6) Pourquoi tcpdump n’affiche-t-il parfois pas les tags VLAN alors que je les attends ?

L’offload VLAN peut faire que les tags soient gérés en matériel, rendant les captures confuses selon l’interface et le driver. Capturez à plusieurs points (tap et physique) et corrélez avec bridge vlan show.

7) Le firewall Proxmox peut-il casser le DHCP sur un VLAN ?

Oui. Le DHCP génère beaucoup de broadcasts et est sensible au filtrage. Si le trafic ponté passe par netfilter, une règle peut bloquer DHCP ou ARP et faire croire que « le VLAN est cassé ».

8) Les VLANs nécessitent-ils un MTU plus élevé ?

Pas nécessairement. Le MTU standard 1500 fonctionne avec le marquage VLAN dans la plupart des environnements. Les problèmes apparaissent quand vous utilisez des jumbo frames et qu’un lien du chemin n’a pas le même MTU.

9) Mon switch dit que le port est en trunk, mais le VLAN échoue quand même. Que dois-je demander ?

Demandez : la liste des VLANs autorisés, le VLAN natif, et la confirmation que tous les membres du port-channel ont des réglages VLAN/MTU identiques. « C’est un trunk » n’est pas une réponse.

10) Est‑il sûr de faire circuler le trafic de management sur le même bridge VLAN-aware que les guests ?

Cela peut être fait, mais ce n’est pas ma préférence. Séparez le management (vmbr0) des trunks invités (vmbr1) quand c’est possible. Ça réduit le rayon d’action et rend le dépannage moins cinématique.

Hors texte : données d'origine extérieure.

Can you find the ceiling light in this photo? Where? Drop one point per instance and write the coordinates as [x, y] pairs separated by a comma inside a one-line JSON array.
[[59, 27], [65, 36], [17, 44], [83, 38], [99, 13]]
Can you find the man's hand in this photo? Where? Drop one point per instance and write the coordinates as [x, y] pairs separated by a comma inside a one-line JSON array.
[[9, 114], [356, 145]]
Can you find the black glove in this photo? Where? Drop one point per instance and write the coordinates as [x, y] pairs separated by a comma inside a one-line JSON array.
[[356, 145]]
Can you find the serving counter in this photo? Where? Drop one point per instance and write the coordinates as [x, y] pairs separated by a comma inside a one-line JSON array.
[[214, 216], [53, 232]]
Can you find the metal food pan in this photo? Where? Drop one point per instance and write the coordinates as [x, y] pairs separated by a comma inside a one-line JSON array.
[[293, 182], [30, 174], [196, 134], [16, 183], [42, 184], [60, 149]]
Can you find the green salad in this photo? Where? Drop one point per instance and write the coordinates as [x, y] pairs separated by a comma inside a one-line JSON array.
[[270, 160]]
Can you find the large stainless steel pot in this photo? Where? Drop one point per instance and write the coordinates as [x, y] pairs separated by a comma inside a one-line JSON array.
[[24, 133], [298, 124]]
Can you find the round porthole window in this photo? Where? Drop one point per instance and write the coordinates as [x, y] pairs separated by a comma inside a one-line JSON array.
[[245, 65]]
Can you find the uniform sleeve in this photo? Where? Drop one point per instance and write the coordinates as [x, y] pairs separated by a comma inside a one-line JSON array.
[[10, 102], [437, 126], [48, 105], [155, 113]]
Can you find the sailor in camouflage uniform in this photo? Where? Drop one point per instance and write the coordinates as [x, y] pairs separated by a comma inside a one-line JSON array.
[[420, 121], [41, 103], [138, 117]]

Conclusion : prochaines étapes pour éviter la récidive

Corriger un problème VLAN Proxmox n’est que rarement une histoire de « bon réglage magique ». Il s’agit de rendre explicite le contrat de marquage : qui marque, où c’est autorisé, et ce que signifie non tagué. Une fois que vous pouvez montrer une capture et dire « ceci est le VLAN 100 quittant l’hôte », les disputes s’arrêtent et l’ingénierie peut reprendre.

Faites ceci ensuite :

  1. Standardisez le réseau des nœuds sur tout le cluster (mêmes noms de vmbr, mêmes réglages VLAN-aware et même comportement de bond).
  2. Documentez les attentes des trunks switch en langage opérationnel : VLANs autorisés, VLAN natif, MTU, politique LACP.
  3. Ajoutez une routine de validation répétable : une VM connue ou un script capable de DHCP/ping sur un VLAN spécifié, plus une recette de capture.
  4. Rendez le double-tagging difficile par politique : soit Proxmox tague les VLANs access, soit le guest fait du trunking — jamais les deux.

Si vous ne faites rien d’autre, retenez ceci : le dépannage VLAN consiste à vérifier si le tag que vous imaginez est bien le tag réellement présent sur le câble.